Spec

Badlang is an experiment. It is different. Its the product of wondering what a minimal language built around symmetric meta-programming would be like. The design decisions are made to match my curiosity and personal tastes, as well as my implementation skill set. If you don't like it, make your own bad language: this is my badlang.

Badlang hopefully should answer the question of what can you do with flexible symmetric meta programming combined with compile time execution. I think there is a lot of potential for neat stuff.

I want a language with more power to customize (and thus confuse) than C++, I want a language with more flexible type system and look-ups than python, but to fail faster (via static typing). I want a language that can run fast. I want a language that can be its own build script, and can extend its own compiler, all as libraries. Perhaps you think I'm crazy for this (As I do), but it should be fun to try to make it; badlang is my attempt.

Badlang is in progress and under design: it is not at all usable, or finalized. It won't be at all usable anytime soon. If you want a language to use, go try something like Go, Haskell, Python, Rust or even C++. Or maybe make your own.

Basics

Badlang is a compiled, strongly typed, statically typed procedural programming language. Well, there may be some debate on it "statically typed" is accurate, but at the very least, it is explicitly typed.

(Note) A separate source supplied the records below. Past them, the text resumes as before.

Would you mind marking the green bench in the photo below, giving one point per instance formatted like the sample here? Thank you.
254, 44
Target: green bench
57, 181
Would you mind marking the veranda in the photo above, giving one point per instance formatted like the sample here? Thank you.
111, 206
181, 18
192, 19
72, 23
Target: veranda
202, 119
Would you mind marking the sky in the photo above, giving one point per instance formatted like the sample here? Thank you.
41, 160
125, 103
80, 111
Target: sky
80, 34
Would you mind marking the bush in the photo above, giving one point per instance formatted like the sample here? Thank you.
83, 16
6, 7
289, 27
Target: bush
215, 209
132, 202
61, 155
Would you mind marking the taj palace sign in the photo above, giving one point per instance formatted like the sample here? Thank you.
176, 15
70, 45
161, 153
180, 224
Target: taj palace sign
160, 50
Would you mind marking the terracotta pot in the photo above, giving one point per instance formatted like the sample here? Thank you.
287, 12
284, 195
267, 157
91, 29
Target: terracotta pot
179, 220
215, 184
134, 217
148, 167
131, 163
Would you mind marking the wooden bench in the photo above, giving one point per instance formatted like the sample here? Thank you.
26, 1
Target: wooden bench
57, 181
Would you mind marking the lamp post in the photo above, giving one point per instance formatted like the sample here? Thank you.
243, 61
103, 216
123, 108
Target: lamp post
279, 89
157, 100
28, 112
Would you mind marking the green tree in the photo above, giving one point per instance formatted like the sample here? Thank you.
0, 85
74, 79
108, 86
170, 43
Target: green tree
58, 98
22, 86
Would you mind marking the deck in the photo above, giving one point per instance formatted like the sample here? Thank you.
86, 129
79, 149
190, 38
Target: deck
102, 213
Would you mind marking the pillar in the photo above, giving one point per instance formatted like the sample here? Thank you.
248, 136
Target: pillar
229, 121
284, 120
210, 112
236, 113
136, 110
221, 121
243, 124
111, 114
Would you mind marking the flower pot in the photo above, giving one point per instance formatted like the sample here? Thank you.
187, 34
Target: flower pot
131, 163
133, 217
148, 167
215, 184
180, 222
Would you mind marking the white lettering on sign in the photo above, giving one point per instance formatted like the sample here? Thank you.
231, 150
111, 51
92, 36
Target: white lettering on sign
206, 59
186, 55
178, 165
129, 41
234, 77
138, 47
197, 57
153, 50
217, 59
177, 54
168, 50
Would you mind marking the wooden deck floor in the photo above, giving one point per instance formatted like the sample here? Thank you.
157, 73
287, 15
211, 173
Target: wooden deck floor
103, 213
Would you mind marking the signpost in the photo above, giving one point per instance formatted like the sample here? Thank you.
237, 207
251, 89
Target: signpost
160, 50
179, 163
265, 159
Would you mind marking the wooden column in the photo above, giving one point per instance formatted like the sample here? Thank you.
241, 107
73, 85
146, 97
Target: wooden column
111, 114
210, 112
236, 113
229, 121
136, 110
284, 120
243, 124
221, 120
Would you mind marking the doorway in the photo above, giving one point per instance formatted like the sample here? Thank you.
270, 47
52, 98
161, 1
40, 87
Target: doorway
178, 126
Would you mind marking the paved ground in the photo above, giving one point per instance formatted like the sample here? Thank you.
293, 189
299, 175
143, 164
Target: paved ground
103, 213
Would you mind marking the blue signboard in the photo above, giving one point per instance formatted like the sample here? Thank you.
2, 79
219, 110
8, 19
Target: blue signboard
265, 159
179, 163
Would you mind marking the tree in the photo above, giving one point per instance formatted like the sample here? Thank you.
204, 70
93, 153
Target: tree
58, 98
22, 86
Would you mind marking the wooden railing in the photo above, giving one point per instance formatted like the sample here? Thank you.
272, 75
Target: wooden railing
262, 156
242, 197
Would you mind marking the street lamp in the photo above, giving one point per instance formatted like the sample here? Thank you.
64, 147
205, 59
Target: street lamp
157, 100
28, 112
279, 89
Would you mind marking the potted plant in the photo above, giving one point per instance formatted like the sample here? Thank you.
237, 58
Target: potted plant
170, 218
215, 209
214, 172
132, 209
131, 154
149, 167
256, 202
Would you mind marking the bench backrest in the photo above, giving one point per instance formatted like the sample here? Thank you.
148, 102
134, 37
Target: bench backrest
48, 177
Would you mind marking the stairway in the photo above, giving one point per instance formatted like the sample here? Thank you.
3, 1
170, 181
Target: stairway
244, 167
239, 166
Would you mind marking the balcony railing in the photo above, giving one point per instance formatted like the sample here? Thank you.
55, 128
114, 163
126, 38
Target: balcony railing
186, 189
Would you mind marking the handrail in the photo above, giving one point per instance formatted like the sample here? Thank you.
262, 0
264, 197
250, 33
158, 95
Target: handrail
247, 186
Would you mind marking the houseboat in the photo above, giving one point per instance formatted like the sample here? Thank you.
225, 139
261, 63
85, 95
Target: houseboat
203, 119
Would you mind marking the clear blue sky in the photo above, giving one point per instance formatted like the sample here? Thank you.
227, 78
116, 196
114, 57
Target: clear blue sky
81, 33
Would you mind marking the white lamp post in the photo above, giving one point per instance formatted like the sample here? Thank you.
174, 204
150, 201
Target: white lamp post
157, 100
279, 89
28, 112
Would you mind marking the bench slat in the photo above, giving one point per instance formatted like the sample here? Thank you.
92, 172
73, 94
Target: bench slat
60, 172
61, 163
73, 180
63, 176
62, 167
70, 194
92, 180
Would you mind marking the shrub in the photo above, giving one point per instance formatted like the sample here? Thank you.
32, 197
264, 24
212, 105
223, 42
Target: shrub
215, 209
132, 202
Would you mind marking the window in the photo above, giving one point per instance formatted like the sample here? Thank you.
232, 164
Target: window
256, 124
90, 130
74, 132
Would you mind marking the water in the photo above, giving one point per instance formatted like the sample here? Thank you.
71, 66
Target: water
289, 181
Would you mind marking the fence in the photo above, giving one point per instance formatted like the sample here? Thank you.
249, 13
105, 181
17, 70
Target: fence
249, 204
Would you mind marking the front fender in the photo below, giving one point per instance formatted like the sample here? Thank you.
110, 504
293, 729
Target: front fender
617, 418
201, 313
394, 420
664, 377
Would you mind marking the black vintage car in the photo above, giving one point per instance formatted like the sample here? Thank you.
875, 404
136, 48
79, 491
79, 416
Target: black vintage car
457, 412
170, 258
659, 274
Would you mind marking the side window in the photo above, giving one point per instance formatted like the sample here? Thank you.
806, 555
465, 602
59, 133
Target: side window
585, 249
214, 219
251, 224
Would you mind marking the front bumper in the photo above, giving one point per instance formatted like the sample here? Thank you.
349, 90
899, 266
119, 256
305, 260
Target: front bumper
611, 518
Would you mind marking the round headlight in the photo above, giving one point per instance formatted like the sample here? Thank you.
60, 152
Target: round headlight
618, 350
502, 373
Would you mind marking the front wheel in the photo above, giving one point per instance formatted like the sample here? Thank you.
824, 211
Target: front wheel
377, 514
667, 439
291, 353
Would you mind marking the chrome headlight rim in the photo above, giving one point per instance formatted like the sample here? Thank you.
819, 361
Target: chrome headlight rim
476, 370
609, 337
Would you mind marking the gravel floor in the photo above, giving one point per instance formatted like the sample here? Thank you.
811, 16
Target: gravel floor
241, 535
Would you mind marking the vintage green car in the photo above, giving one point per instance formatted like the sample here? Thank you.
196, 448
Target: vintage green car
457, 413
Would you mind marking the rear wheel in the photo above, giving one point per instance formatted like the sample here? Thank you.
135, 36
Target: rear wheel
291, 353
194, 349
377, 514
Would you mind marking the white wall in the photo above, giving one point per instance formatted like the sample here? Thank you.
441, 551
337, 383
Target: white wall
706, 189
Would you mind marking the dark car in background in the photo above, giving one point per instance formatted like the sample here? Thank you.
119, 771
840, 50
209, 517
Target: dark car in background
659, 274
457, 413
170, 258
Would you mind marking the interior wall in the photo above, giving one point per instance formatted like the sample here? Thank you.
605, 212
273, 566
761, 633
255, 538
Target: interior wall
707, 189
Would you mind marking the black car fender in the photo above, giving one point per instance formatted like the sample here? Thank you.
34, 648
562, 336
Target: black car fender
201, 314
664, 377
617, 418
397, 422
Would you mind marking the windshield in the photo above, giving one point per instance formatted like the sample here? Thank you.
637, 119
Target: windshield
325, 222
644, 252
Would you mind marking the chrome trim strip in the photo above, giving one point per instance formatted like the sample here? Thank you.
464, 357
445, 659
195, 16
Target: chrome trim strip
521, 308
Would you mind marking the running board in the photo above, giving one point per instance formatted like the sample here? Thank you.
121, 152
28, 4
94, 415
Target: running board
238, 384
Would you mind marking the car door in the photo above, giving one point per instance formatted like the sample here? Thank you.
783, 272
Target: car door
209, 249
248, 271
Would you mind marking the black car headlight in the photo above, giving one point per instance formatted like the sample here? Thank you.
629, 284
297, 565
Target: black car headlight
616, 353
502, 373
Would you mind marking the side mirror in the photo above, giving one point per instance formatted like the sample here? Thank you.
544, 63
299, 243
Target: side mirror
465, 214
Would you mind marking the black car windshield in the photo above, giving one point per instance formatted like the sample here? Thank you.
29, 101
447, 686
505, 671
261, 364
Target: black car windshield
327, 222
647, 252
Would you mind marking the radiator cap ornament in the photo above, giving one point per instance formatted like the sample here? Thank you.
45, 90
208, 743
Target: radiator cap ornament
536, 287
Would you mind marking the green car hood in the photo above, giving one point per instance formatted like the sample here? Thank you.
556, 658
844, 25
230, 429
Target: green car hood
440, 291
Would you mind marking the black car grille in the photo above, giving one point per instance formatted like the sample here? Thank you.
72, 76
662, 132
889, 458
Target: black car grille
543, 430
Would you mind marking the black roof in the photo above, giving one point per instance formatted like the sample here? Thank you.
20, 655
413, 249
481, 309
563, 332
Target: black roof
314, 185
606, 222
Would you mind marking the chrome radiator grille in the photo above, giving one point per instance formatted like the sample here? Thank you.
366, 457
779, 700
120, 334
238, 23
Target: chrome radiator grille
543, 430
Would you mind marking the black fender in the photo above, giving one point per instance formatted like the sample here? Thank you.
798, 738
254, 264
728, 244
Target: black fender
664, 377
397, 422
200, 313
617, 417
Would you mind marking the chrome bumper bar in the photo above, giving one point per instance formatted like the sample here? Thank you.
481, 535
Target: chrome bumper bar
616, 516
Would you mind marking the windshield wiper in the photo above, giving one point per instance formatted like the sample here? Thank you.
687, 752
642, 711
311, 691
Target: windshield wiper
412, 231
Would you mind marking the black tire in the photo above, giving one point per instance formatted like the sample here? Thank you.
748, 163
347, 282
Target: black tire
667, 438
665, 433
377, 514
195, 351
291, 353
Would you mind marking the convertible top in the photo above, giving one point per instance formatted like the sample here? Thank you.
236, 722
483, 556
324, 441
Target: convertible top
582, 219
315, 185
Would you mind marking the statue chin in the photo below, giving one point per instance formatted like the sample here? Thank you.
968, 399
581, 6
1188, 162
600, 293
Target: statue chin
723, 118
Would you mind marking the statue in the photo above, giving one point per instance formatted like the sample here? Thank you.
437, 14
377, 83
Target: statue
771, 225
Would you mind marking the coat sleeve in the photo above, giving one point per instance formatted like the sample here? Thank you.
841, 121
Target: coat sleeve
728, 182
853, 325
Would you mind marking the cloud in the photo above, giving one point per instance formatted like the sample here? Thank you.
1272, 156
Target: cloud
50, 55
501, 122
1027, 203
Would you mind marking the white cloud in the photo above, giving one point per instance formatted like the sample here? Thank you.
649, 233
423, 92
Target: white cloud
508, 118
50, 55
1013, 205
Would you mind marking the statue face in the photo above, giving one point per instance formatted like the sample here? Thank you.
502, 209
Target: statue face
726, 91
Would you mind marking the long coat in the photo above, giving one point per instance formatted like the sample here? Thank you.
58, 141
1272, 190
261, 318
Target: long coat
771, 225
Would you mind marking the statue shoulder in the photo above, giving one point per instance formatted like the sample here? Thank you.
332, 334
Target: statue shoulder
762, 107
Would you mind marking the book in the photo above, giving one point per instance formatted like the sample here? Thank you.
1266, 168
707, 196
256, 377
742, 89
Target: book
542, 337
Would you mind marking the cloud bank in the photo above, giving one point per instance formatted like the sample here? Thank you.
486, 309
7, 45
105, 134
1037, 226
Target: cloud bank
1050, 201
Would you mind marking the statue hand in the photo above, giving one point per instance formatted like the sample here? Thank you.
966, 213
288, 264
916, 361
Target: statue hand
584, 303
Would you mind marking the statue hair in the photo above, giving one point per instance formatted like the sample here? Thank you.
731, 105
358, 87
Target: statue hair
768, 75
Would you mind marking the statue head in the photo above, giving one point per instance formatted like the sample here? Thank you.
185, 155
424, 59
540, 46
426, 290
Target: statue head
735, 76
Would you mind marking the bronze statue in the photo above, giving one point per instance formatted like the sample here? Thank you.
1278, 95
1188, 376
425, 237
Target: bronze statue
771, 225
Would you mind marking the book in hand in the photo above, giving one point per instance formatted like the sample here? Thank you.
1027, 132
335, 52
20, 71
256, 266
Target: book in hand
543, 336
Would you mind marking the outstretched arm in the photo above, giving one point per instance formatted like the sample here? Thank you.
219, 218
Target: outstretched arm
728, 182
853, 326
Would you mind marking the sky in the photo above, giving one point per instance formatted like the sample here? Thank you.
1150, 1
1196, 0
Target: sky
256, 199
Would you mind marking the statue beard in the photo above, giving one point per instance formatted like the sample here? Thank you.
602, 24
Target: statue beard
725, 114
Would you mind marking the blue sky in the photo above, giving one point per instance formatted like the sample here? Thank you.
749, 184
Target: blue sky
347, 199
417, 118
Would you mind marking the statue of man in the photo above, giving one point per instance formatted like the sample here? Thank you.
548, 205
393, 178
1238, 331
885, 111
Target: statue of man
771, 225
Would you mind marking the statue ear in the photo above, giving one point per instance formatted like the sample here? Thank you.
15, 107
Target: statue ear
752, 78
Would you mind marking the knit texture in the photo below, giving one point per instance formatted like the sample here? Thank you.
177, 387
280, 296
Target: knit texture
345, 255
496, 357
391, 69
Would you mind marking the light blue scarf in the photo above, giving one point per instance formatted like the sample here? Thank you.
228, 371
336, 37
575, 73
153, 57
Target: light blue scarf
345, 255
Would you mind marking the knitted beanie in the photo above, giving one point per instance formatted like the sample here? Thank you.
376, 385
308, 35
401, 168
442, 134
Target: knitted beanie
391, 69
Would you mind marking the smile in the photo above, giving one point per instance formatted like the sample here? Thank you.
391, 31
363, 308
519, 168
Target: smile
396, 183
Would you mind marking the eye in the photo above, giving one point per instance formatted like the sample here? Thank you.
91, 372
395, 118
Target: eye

Feature wise, Badlang is focused on meta programming. All features, when practical, are left to be implemented in libraries via meta programming rather than in the language itself.

To enable this, bandlang supports runtime Type generation: Code can create new Types. Libraries can use this to implement things like generics.

To use this effectively, Types are variables. You may have a a variable A of type Type, then declare a variable of Type A.

Badlang also relies heavily on dynamic look-ups for attributes. Callables also have a special method that can resolve them based on the types passed which allows implementing overloading and generic functions. This, along with Type variables also allows easy runtime reflection.

To run this in a performant manner, compile time function execution will allow propagating constants, which will include the Types in most cases. This means the dynamic look-up functions will usually be called at compile time, saving the runtime overhead.

Types

A type describes a kind of object. These "types" are of type Type. The type Type is special, and predefined (It fills the role of type in python).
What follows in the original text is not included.